Ce schéma est particulièrement problématique pour les nouvelles missions : vaccination, tests rapides, entretiens pharmaceutiques. Ces actes ont leur propre régime de responsabilité. Vérifiez qu'ils figurent nommément dans votre RC pro.
Le mouvement de fond vers une rémunération davantage orientée vers l'acte intellectuel et le service rendu est engagé depuis plusieurs années — entretiens pharmaceutiques, bilans de médication, accompagnements de sortie d'hospitalisation. Plus vous facturez des actes, plus votre exposition en responsabilité professionnelle augmente mécaniquement.
Ce n'est pas un problème en soi. C'est une réalité à anticiper. Un officinal qui réalise cent entretiens pharmaceutiques par mois sans avoir vérifié que sa RC pro couvre explicitement ces actes a multiplié son exposition sans ajuster sa couverture. La rémunération évolue vite. Les contrats, moins vite.
Prenez l'habitude de relire votre contrat chaque fois que votre périmètre d'actes s'élargit — pas seulement au renouvellement annuel.
La prochaine pénurie déclarée n'est pas hypothétique. Les antibiotiques, les antihypertenseurs, les traitements de fond en rhumatologie — les ruptures se répètent sur des classes thérapeutiques critiques. Autant être prêt contractuellement avant d'être mis en situation.
Premier point : votre RC pro mentionne-t-elle explicitement la substitution biosimilaire, y compris pour les groupes autorisés depuis 2025 ?
Deuxième point : les actes dérogatoires en période de rupture ANSM sont-ils couverts ?

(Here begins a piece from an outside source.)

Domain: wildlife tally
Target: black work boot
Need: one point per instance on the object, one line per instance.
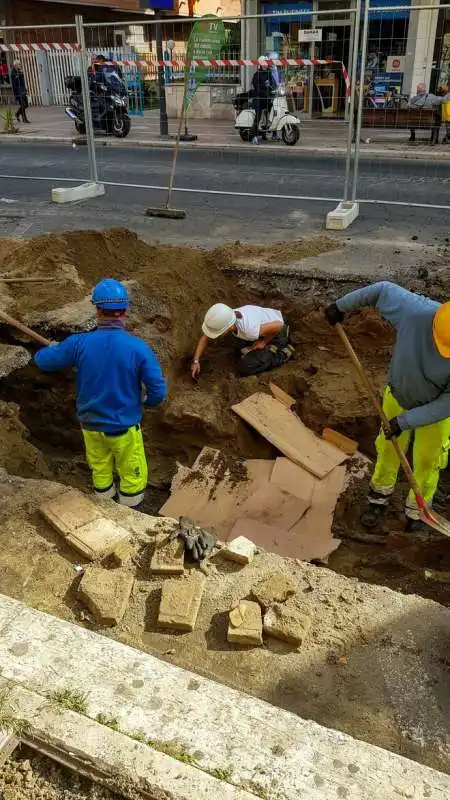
(416, 526)
(372, 514)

Troisième point : vos nouvelles missions — vaccination, entretiens, TROD — figurent-elles dans la liste des actes garantis ?
Quatrième point : le plafond de garantie par sinistre est-il cohérent avec la valeur des traitements que vous substituez — certains biologiques dépassent 30 000 euros par an de traitement ?

Le Code de la santé publique est clair : le pharmacien qui effectue une substitution engage sa responsabilité pharmaceutique sur le choix du produit, le dosage, la forme galénique et l'information délivrée. La légalité de l'acte — substitution générique, biosimilaire ou dérogatoire — ne supprime pas cette responsabilité, elle la déplace.
En cas de substitution générique standard, votre responsabilité est encadrée et bien couverte par la majorité des contrats du marché. En revanche, dès que vous sortez du périmètre classique — biosimilaire, dérogation de crise, adaptation de dosage hors prescription — le droit applicable devient moins prévisible et les contrats anciens moins lisibles. La jurisprudence administrative a par ailleurs tendance à apprécier strictement les conditions de couverture contractuelle pour les actes dérogatoires : ce que votre contrat ne nomme pas explicitement, il ne couvre généralement pas.